In all these cases, what is needed is access to more computer power. Since it is not feasible to significantly increase the power of a single computer, the solution is to use multiple computers at the same time.
And what do you do?
Talk to your neighbour, office mate or rubber duck about your research. How does computing help you do your research? How could more computing help you do more or better research?
Doing Analysis or Running Code
A standard Laptop for standard tasks
Today, people coding or analysing data typically work with laptops.
Let’s dissect what resources programs running on a laptop require:
- the keyboard and/or touchpad is used to tell the computer what to do (Input)
- the internal computing resources Central Processing Unit (CPU_ and Memory are used to perform calculations
- the Screen Display depicts progress and results (Output)
- alternatvely, both input and output can be done using data stored on Disk or on a Network
Schematically, this can be reduced to the following:
When tasks take too long
When the task to solve become heavy on computations, the operations are typically out-sourced from the local laptop or desktop to elsewhere. Take for example the task to find the directions for your next business trip. The capabilities of your laptop are typically not enough to calculate that route in real time, so you use a website, which in turn runs on a computer that is almost always a machine that is not in the same room as you are. Such a remote machine is generically called a server.
Note here, that a server is typically a noisy computer mounted into a rack cabinet which in turn resides in a data centre. The internet made it possible for these data centers to be far remote from your laptop. What people call the cloud is mostly a web-service where you can rent such servers by providing your credit card details and by clicking together the specs of a remote resource.
The server itself has no direct display or input methods attached to it. But most importantly, it has much more storage, memory and compute capacity than your laptop will ever have. However, you still need a local device (laptop, workstation, mobile phone or tablet) to interact with this remote machine.
When one server is not enough
If the computational task or analysis to complete is daunting for a single server, larger agglomerations of servers are used. These go by the name of clusters or supercomputers.

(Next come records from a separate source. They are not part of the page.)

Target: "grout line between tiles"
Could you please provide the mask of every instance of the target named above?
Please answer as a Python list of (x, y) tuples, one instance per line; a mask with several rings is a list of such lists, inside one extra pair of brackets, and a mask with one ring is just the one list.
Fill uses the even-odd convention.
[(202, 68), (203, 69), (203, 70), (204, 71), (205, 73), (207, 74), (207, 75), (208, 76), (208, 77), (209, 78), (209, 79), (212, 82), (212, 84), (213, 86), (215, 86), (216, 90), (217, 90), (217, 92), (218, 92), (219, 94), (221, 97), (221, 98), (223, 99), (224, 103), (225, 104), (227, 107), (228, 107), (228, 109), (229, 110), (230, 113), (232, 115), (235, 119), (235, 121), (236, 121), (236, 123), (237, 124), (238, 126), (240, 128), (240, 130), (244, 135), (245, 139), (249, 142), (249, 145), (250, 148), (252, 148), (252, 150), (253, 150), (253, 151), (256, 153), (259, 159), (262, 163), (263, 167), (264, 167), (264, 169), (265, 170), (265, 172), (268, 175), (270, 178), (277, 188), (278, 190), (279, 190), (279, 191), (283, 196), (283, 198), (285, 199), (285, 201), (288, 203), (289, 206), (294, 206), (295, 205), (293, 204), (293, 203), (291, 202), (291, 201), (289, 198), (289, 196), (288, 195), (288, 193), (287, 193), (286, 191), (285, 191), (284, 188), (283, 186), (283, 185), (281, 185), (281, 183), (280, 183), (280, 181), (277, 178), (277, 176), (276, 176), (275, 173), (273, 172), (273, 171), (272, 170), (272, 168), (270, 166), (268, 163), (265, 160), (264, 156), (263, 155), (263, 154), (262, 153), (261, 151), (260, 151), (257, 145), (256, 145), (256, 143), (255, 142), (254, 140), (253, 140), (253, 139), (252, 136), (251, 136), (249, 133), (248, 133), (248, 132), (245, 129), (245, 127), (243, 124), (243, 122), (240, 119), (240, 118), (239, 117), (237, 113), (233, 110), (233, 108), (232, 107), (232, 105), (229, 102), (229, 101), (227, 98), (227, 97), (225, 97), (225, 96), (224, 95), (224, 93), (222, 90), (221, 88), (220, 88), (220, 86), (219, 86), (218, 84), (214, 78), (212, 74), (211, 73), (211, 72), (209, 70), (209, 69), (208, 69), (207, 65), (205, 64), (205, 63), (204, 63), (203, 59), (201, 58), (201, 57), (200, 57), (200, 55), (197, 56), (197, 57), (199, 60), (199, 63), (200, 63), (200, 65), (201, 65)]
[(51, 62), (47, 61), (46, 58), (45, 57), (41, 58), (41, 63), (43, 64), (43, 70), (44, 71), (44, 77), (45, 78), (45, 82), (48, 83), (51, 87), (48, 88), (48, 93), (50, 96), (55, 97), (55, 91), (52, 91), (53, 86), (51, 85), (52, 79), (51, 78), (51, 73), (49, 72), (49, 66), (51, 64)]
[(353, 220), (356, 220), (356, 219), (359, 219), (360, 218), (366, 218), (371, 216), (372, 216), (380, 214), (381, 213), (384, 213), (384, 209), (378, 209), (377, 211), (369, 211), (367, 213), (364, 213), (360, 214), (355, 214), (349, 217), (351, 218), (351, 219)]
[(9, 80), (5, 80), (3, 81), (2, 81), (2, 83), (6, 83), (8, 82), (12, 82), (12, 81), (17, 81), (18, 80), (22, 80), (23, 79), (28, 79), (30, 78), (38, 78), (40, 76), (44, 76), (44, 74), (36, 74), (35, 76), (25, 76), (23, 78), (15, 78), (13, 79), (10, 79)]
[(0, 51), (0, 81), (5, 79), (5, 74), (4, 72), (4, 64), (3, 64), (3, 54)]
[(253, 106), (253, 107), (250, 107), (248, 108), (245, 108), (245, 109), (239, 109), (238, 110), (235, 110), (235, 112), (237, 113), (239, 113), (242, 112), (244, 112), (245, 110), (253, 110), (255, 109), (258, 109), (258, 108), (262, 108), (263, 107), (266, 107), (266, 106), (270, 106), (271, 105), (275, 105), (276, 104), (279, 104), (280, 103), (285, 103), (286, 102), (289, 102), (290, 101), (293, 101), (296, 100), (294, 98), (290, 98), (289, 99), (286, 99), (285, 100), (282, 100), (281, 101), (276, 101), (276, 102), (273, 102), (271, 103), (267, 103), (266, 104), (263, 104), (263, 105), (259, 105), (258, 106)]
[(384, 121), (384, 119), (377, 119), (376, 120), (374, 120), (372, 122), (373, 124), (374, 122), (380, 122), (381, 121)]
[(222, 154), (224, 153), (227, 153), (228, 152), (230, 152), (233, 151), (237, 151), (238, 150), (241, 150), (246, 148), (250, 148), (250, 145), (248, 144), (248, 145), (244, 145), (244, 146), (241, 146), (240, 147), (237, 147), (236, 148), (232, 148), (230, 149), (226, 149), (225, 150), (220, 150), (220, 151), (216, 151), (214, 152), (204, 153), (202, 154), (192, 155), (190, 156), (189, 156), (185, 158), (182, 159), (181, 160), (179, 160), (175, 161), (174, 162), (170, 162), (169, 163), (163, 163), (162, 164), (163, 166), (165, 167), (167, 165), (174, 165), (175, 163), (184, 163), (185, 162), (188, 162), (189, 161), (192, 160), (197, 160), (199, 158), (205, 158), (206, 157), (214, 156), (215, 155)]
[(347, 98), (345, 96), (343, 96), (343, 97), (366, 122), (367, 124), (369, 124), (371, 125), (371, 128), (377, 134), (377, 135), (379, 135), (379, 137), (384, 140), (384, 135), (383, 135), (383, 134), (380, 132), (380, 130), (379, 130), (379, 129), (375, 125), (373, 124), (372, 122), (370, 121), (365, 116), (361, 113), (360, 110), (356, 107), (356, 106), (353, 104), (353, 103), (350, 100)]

The methodology of providing the input data, communicating options and flags as well as retrieving the results is quite different to using a plain laptop. Moreover, using a GUI style interface is often discarded in favor of using the command line. This imposes a double paradigm shift for prospect users:
- they work with the command line (not a GUI style user interface)
- they work with a distributed set of computers (called nodes)
I’ve never used a server, have I?
Take a minute and think about which of your daily interactions with a computer may require a remote server or cluster of servers to provide you with results.
Key Points
High Performance Computing (HPC) typically involves connecting to very large computing systems elsewhere in the world.
These other systems can be used to do work that would either be impossible or much slower on smaller systems.
The standard method of interacting with such systems is via a command line interface called bash which runs on the remote server.
You first have to log in to your personal user account on the server.